A Journey of Faith Through the Black Plague
With Ulrich Zwingli, Swiss Reformer, 1484-1531

In the heart of the city of Zurich, Switzerland stands the imposing Grossmunster, completed around 1220 on the site of a church constructed by Charlemagne 400 years earlier. As a Swiss citizen, it is a church I have been in many times - an impressive edifice. Ulrich Zwingli, Swiss Protestant Reformer, held forth there for many years, engaging in the expository preaching of Scripture, verse by verse, and declaring with conviction salvation through Jesus Christ alone. During his tenure there a plague swept the city, taking one-third of the population, and his days were spent comforting the sick, consoling the grieving, and conducting funerals. He himself contracted the plague but lived to tell about it. He wrote a hymn, referred to as “The Black Death Hymn” or “The Plague Hymn,” his text written from within the plague itself, over time, in stages: his contracting of it, his acceptance of his own impending death, his miraculous healing recovery, and his awareness that he still would die but in God’s timing, not Satan’s. Let’s ‘enter’ a plague and journey through it in time and text with Zwingli, in his personal testimony of faith.

Zwingli facing his mortality as he becomes ill.

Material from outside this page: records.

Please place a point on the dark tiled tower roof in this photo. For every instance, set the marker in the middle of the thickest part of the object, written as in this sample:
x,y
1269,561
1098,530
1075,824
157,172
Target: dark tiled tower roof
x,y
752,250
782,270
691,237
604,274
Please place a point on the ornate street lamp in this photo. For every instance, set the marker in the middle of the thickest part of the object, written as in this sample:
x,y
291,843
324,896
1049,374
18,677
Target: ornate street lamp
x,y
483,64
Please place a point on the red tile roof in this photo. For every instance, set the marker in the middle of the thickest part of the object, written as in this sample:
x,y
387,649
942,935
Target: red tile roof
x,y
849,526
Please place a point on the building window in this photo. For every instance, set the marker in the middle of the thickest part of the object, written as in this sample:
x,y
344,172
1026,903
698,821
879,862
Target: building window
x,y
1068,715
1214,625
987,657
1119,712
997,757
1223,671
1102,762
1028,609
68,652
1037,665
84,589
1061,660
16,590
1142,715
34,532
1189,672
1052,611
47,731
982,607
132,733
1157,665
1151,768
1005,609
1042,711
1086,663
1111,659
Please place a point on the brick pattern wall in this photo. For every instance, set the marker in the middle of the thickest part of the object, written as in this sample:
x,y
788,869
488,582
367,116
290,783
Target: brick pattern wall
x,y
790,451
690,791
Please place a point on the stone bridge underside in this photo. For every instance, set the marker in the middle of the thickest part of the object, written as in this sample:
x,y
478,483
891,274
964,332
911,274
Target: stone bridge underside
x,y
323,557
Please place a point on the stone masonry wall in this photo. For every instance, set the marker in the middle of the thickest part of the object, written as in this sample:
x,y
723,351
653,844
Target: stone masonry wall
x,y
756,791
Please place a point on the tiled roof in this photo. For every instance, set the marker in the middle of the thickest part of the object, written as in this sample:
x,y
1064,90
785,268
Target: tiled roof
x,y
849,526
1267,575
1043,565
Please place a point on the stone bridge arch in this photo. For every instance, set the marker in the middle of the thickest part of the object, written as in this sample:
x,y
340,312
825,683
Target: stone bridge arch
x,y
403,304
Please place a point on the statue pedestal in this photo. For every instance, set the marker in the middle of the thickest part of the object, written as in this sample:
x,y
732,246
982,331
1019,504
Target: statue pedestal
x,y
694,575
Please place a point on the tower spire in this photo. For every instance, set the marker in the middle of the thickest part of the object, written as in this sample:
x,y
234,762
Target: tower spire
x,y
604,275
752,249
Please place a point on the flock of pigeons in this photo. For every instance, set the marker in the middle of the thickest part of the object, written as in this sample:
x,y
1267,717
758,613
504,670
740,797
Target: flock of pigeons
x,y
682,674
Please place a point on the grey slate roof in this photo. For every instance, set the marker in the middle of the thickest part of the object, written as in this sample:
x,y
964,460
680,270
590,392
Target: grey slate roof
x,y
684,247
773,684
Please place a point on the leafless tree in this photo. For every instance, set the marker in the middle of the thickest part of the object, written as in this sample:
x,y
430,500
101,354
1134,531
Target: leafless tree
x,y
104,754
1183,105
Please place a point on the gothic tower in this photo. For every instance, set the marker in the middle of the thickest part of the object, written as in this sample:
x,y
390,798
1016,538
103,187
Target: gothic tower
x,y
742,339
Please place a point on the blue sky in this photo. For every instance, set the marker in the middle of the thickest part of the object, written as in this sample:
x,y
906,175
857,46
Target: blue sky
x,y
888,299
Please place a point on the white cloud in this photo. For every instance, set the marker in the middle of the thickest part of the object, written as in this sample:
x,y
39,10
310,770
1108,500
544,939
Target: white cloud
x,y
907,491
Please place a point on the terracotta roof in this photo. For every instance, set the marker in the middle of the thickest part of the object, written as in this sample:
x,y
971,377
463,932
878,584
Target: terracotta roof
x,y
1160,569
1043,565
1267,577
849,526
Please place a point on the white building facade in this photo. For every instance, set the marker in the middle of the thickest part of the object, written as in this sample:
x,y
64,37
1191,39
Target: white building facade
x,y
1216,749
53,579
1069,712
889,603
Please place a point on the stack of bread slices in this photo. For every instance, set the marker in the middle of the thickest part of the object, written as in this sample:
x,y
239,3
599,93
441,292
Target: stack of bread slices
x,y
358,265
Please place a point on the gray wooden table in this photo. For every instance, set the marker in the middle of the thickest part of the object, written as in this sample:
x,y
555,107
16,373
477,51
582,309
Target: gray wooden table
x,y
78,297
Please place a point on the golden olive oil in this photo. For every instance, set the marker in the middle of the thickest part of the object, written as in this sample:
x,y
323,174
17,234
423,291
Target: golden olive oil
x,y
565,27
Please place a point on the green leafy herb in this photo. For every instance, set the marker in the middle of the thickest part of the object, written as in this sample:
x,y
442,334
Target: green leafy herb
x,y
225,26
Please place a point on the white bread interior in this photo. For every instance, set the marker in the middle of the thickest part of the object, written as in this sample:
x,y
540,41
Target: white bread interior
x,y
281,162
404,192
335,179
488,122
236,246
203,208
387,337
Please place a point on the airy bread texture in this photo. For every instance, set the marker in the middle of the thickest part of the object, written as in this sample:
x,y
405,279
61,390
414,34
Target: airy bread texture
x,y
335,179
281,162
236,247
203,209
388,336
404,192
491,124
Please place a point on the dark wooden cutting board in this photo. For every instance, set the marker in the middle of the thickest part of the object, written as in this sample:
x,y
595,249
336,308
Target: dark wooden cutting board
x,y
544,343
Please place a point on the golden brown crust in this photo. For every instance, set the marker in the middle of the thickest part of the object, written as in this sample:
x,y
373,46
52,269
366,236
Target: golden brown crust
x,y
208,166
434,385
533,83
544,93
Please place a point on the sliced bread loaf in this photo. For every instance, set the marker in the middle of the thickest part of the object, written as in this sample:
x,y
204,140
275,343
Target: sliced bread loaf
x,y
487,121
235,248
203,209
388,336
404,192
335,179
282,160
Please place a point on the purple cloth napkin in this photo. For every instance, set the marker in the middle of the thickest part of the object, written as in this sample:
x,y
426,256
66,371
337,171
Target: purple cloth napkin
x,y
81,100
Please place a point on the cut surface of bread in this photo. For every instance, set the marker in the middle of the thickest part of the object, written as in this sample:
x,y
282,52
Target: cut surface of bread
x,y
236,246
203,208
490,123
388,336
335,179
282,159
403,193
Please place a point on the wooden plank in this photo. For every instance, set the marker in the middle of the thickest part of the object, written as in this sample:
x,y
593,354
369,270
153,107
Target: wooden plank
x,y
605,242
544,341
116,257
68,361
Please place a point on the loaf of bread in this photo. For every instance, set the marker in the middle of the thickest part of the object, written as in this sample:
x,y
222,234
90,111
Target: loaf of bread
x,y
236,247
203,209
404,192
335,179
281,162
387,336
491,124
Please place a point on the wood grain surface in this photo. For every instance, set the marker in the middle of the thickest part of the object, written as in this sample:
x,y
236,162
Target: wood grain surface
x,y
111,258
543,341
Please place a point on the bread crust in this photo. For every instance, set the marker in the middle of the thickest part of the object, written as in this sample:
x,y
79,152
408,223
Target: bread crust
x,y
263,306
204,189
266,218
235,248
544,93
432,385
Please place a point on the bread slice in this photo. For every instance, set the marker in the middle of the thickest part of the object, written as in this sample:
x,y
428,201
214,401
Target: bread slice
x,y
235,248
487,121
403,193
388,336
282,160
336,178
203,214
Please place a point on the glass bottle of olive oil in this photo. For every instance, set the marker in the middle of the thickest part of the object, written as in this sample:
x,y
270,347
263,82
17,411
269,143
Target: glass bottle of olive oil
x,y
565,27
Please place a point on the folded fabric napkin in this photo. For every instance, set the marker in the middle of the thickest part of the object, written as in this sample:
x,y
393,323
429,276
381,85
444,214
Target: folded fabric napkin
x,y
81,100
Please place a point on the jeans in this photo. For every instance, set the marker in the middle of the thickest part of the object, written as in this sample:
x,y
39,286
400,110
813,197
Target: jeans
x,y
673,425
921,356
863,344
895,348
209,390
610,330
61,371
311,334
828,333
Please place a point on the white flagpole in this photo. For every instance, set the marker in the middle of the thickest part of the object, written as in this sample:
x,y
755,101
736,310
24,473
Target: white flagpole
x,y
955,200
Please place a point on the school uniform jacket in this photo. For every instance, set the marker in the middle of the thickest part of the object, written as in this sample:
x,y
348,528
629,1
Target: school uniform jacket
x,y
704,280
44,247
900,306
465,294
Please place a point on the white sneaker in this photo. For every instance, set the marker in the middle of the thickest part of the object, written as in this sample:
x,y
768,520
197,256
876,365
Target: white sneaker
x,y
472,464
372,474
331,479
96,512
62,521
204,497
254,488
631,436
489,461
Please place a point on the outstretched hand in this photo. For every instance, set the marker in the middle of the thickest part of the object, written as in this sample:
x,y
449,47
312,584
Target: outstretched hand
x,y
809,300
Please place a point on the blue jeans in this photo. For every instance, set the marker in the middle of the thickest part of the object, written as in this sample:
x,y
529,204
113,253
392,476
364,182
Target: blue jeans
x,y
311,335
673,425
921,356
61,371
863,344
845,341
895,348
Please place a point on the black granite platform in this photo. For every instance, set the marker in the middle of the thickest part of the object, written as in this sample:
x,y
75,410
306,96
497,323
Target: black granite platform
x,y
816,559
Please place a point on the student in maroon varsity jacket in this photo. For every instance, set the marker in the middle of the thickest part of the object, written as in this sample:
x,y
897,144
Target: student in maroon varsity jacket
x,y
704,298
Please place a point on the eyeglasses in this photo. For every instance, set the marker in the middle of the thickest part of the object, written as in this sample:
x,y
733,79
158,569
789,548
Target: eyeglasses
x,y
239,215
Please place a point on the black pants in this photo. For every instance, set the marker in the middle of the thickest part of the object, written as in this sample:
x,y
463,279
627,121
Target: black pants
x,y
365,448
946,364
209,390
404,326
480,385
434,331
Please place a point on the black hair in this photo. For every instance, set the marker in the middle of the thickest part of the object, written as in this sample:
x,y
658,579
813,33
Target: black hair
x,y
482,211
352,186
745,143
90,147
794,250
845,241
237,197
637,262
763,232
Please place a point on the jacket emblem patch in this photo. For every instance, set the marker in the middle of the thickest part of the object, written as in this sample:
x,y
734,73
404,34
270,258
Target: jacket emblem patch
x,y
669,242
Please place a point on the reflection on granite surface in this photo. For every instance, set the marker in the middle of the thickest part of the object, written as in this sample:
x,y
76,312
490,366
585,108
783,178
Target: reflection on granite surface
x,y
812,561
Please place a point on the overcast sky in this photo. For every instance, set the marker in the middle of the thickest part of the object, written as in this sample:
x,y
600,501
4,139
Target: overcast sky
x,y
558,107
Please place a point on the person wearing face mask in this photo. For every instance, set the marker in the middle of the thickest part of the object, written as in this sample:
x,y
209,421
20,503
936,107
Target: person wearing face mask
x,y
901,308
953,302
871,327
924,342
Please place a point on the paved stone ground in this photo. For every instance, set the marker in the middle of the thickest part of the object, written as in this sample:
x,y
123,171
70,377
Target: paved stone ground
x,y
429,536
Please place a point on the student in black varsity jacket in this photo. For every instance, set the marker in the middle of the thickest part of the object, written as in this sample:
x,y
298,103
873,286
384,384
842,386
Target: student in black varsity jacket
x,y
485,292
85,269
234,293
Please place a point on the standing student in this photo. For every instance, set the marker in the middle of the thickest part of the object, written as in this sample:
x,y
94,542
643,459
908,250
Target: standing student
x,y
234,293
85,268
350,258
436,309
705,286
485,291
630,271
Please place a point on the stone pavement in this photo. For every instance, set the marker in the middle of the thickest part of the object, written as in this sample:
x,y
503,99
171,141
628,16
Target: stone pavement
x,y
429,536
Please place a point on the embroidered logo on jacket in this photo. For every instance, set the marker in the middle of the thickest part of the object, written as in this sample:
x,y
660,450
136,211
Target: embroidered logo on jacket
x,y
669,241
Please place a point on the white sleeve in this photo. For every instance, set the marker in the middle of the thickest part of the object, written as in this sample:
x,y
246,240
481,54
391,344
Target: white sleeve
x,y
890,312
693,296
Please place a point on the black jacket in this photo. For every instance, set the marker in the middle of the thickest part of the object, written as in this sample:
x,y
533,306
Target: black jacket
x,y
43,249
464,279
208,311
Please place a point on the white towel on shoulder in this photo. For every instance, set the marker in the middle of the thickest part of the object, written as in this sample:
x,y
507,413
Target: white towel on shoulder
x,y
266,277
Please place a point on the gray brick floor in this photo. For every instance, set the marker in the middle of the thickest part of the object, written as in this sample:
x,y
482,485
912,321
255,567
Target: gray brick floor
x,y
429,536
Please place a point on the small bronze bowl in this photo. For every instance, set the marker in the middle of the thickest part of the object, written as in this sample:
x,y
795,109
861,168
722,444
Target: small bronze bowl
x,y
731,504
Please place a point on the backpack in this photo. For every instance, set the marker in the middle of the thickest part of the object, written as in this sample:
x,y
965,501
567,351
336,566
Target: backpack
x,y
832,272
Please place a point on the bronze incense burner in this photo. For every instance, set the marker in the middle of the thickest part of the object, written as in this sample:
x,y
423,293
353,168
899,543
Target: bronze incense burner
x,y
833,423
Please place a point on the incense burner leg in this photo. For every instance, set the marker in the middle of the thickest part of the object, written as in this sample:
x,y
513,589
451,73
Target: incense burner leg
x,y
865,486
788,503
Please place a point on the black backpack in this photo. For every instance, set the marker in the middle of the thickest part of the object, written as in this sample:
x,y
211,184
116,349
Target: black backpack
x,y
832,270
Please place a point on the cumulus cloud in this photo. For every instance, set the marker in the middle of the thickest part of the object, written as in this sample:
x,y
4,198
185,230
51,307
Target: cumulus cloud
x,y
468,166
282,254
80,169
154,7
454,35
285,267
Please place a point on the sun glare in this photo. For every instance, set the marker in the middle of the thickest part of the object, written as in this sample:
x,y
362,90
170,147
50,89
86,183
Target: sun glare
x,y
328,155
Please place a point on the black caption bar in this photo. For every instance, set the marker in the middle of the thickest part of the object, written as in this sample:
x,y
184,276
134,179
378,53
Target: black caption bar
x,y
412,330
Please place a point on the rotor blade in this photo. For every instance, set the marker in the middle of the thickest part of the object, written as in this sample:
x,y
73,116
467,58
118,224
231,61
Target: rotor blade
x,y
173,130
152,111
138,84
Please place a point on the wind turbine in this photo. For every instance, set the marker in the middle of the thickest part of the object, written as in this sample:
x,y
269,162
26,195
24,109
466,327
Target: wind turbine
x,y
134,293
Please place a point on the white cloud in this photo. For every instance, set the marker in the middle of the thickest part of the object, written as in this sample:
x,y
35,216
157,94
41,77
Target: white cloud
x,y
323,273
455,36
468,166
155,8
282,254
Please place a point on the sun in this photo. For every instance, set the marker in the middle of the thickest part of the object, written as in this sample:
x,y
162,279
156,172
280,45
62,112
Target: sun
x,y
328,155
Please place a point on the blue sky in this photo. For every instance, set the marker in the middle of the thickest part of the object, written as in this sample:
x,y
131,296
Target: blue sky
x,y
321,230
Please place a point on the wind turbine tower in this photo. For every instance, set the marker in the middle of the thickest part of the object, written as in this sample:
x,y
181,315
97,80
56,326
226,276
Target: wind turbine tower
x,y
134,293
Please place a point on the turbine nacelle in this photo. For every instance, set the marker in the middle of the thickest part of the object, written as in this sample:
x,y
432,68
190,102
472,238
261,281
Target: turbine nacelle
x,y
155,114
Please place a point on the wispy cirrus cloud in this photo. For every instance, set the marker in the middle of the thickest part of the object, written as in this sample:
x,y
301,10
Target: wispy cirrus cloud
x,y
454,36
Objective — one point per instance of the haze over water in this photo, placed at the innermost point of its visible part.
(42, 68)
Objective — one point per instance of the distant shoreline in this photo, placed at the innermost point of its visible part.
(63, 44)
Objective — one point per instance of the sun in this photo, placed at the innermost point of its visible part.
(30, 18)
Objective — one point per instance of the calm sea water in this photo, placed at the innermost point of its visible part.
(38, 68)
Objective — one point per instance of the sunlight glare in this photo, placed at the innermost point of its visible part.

  1. Help me, O Lord, my strength and rock; lo, at the door I hear death’s knock. Lift up Thine arm, once pierced for me, that conquered death and set me free.
  2. Yet, if Thy voice in life’s midday, recalls my soul, then I obey. In faith and hope earth I resign, secure of heaven, for I am Thine.
Zwingli recognizing he is dying from the plague.
  1. My pains increase; haste to console’; for fear and woe seize body and soul. Death is at hand. My senses fail. My tongue is dumb; now, Christ, prevail.
  2. Lo! Satan strains to snatch his prey; I feel his grasp; must I give way? He harms me not, I fear no loss, for here I lie beneath thy cross.
Zwingli experiencing a miraculous healing.
  1. My God! My Lord! Healed by thy hand. Upon the earth once more I stand. Let sin no more rule over me; my mouth shall sing alone to thee.
  2. Though now delayed, my hour will come. Involved, perchance, in deeper gloom. But, let it come; with joy I’ll rise, and bear my yoke straight to the skies.
Reflective question: With which of these verses do you most identify? Why?
Reflective Scripture: Psalm 118:17 - I will not die but live and proclaim what the Lord has done.”
Reflective hymn: Zwingli’s “Black Death/Plague Hymn,” above.